EM FX closed Friday on a soft note, capping off a mostly weaker performance for the entire week. US rates and rate hike expectations remain elevated. While that has not really helped the dollar against the majors, it has against EM FX. FOMC meeting Wednesday will be a test for US rates markets.
Singapore reports August trade Monday. NODX are expected to rise 11.8% y/y vs. 8.5% in July. The economy has been strengthening, but inflation remains very low. The next MAS meeting is in October. While no change to the S$NEER is expected, the MAS may tweak its language to signal an adjustment at the April meeting.
Hungary central bank meets Tuesday and is expected to keep rates steady at 0.90%. However, we think the bank is likely to ease further by unconventional means. It has reduced the cap on commercial bank access to 3-month deposits quarterly, and will likely do so again at this meeting.
Poland reports August industrial and construction output, PPI, and real retail sales Tuesday. Consensus y/y gains are 5.9%, 24.0%, 3.0%, and 6.7%, respectively. While the economy remains robust, central bankers remain extraordinarily dovish. Some officials are saying no hikes at all in 2018. Next policy meeting is October 4, no change seen then.
Malaysia reports August CPI Wednesday, which is expected to rise 3.1% y/y vs. 3.2% in July. Bank Negara doesn’t have an explicit inflation target, but falling price pressures should allow it to keep rates on hold for now. Next policy meeting is November 9, no change seen then.

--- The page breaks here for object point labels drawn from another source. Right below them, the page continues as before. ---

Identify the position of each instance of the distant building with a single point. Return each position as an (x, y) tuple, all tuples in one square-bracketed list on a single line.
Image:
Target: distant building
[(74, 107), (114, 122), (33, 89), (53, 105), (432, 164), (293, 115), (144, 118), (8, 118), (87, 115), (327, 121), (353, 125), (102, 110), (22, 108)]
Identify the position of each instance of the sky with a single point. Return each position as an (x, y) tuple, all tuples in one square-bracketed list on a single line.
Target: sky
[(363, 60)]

Taiwan reports August export orders Wednesday, which are expected to rise 8.5% y/y vs. 10.5% in July. The central bank then meets Thursday and is expected to keep rates steady at 1.375%. Taiwan reports August IP Friday, which is expected to rise 2% y/y vs. 2.38% in July. The economic outlook remains solid, but low inflation should allow the central bank to remain on hold for now.
South Africa reports August CPI Wednesday, which is expected to rise 4.9% y/y vs. 4.6% in July. This would still be within the 3-6% target range. SARB then meets Thursday and is expected to cut rates 25 bp to 6.5%. Lower rates and a widening current account deficit that’s financed by hot money is not a good combination.
Korea reports trade data for the first 20 days of August Thursday. Export growth has been robust, but imports are growing even faster. This has led to slight deterioration of the external balances. Still, exporters should be happy that the key JPY/KRW cross remains firmly above 10.
Philippine central bank meets Thursday and is expected to keep rates steady at 3.0%. Inflation was 3.1% y/y in August, just above the 3% target and within the 2-4% target range. The economic outlook remains good, but Moody’s noted that political risk is rising. Indeed, Defense Secretary Lorenzana said President Duterte is still considering declaring martial law in the entire country.
Brazil central bank releases its quarterly inflation report Thursday. Brazil also reports mid-September IPCA inflation that same day, which is expected at 2.57% y/y vs. 2.68% in mid-August. COPOM signaled a slower pace of easing ahead, and so we look for a 75 bp cut to 7.5% at the October 25 meeting followed by a 50 bp cut to 7.0% at the December 6 meeting.
Bank Indonesia meets Friday and is expected to keep rates steady at 4.5%. Inflation was 3.8% y/y in August, just below the 4% target and within the 3-5% target range. BI surprised markets with a 25 bp cut at the August 22 meeting, but another cut so soon seems unlikely. We believe another cut will be seen in Q4, however. High yields have attracted foreign portfolio investment, but more rates will surely impact these inflows.
Mexico reports mid-September CPI Friday, which is expected to rise 6.60% y/y vs. 6.59% y/y in mid-August. Inflation remains well above the 3% target and the 2-4% target range, but appears to be topping out as August full month reading was 6.7%. Bloomberg consensus sees the first rate cut in Q2 2018, and we concur. Next policy meeting is September 28, no change seen then.